Dear Abby: The last two years have been especially tough. I went through a breakup after a four-year relationship, my dog developed cancer and I had to put her to sleep, and I caught COVID and have been dealing with long-haul symptoms ever since. My energy is low because of it, plus I’ve been depressed with all the events that have happened.
I have two best friends I’ve known since I was 16. I’m 34 now. I thought they would be there for me through anything. We were close until recently. They no longer invite me to get-togethers, and they hang out and exclude me. I try to stay in contact, but when I talk with them, it doesn’t progress from small talk. The few times I have seen them, I stayed positive and didn’t discuss my problems.
They have children, and I’m single and childless, which may have caused the divide between us. Being excluded hurts. When I mention it, they say, “You don’t have kids. I didn’t think you’d want to come.” It feels like a slap in the face. I need my friends more than ever right now because I feel very alone through one of the toughest times of my life. How do I mend these friendships? Am I unreasonable for being upset? — Disappointed Friend in Virginia
Dear Friend: Discuss your feelings with your friends. They may not be trying to isolate you intentionally. You are in very different phases of your lives right now. They may sincerely believe that being invited to kid parties would bore you, as would their constant chatter about what their precious little ones are doing, saying, etc. (This may seem like blasphemy, but more than a few childless adults feel that way.)
If you explain that you need their emotional support after everything you have been through, they may step forward. Recognize that your friends with kids are a “package deal.” If you bond with their kids, it might bring you all closer. However, if that doesn’t happen, you will have to summon the energy to find new friends whose lives better align with yours.
Dear Abby: I bought my roommate the most beautiful pair of earrings for her birthday. It has been more than a month, and she still hasn’t worn them, not even when I once suggested it, although she has frequently worn a second pair of earrings I previously bought her.
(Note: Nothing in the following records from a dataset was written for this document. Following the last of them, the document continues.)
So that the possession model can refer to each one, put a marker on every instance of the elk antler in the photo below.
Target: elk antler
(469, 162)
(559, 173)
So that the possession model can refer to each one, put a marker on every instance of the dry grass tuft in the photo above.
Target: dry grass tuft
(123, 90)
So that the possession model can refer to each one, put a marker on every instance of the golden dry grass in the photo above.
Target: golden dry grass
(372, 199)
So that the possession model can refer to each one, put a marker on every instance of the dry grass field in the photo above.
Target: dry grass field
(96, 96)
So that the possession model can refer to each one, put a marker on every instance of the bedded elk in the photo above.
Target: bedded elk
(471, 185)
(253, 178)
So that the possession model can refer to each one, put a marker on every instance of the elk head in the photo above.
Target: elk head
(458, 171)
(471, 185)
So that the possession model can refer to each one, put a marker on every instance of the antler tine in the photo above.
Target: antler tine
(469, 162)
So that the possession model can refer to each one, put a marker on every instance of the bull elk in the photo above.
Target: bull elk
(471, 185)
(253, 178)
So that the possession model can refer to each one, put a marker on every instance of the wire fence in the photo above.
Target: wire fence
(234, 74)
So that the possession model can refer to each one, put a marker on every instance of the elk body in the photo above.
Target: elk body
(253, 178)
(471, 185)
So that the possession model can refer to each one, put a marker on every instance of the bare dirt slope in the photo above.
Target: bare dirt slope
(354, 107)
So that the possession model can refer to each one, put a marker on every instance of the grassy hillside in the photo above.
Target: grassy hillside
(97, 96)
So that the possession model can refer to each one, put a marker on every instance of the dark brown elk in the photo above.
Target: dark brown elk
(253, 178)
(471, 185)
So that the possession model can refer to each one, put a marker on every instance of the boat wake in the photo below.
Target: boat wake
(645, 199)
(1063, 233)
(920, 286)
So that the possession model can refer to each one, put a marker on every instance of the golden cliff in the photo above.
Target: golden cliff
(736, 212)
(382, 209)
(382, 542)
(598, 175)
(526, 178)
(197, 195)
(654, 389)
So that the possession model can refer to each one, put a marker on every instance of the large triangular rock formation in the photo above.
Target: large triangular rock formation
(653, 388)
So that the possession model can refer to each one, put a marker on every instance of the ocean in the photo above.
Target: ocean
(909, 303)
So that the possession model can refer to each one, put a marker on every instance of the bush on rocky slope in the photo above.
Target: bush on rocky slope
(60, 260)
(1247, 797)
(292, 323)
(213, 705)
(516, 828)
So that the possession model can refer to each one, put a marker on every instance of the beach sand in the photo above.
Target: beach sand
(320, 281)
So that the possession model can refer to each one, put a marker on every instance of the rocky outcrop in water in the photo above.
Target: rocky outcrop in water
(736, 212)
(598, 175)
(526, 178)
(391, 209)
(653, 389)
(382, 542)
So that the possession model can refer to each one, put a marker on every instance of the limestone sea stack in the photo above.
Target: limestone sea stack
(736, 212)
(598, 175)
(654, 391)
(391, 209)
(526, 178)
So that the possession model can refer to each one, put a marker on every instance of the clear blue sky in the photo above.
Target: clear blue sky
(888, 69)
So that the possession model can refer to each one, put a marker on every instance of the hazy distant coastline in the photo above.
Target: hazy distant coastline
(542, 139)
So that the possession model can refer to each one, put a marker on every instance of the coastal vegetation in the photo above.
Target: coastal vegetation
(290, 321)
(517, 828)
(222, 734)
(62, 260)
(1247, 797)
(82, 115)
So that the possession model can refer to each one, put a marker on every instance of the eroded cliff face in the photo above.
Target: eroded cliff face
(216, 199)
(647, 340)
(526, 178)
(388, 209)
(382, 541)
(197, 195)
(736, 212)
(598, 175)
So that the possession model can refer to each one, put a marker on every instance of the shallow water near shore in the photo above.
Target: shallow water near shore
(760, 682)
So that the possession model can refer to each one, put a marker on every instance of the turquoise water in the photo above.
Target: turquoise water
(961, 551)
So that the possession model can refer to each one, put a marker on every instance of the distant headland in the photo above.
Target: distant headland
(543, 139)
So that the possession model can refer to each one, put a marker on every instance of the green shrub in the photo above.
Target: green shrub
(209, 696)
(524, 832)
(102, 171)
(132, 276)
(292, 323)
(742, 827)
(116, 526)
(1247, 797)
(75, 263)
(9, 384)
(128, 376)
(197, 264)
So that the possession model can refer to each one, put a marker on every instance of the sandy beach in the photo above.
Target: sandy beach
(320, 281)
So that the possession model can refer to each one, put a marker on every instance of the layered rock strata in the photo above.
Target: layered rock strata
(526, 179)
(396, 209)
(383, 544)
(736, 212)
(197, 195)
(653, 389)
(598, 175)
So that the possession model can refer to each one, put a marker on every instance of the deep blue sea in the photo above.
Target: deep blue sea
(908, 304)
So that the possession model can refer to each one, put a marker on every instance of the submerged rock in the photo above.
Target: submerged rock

I don’t have pierced ears, but the earrings in question could be made into an adorable necklace. I think if she doesn’t want them, it would be nice for me to get them back since they were expensive and I like them so much myself. How can I politely ask if she plans on ever wearing them, and if not, if I can have them back? Or would it work better if I suggest that we can each get one earring made into a necklace so that we can match? — Bejeweled in North Carolina
Dear Bejeweled: Ask your roommate to tell you honestly if she likes the earrings you gave her. Tell her that if she doesn’t, you DO like them — very much — and would be glad to gift her something else of her choosing. THEN suggest that she might return the earrings to you so you can use them to make matching necklaces. I don’t think it would be rude, and neither should she.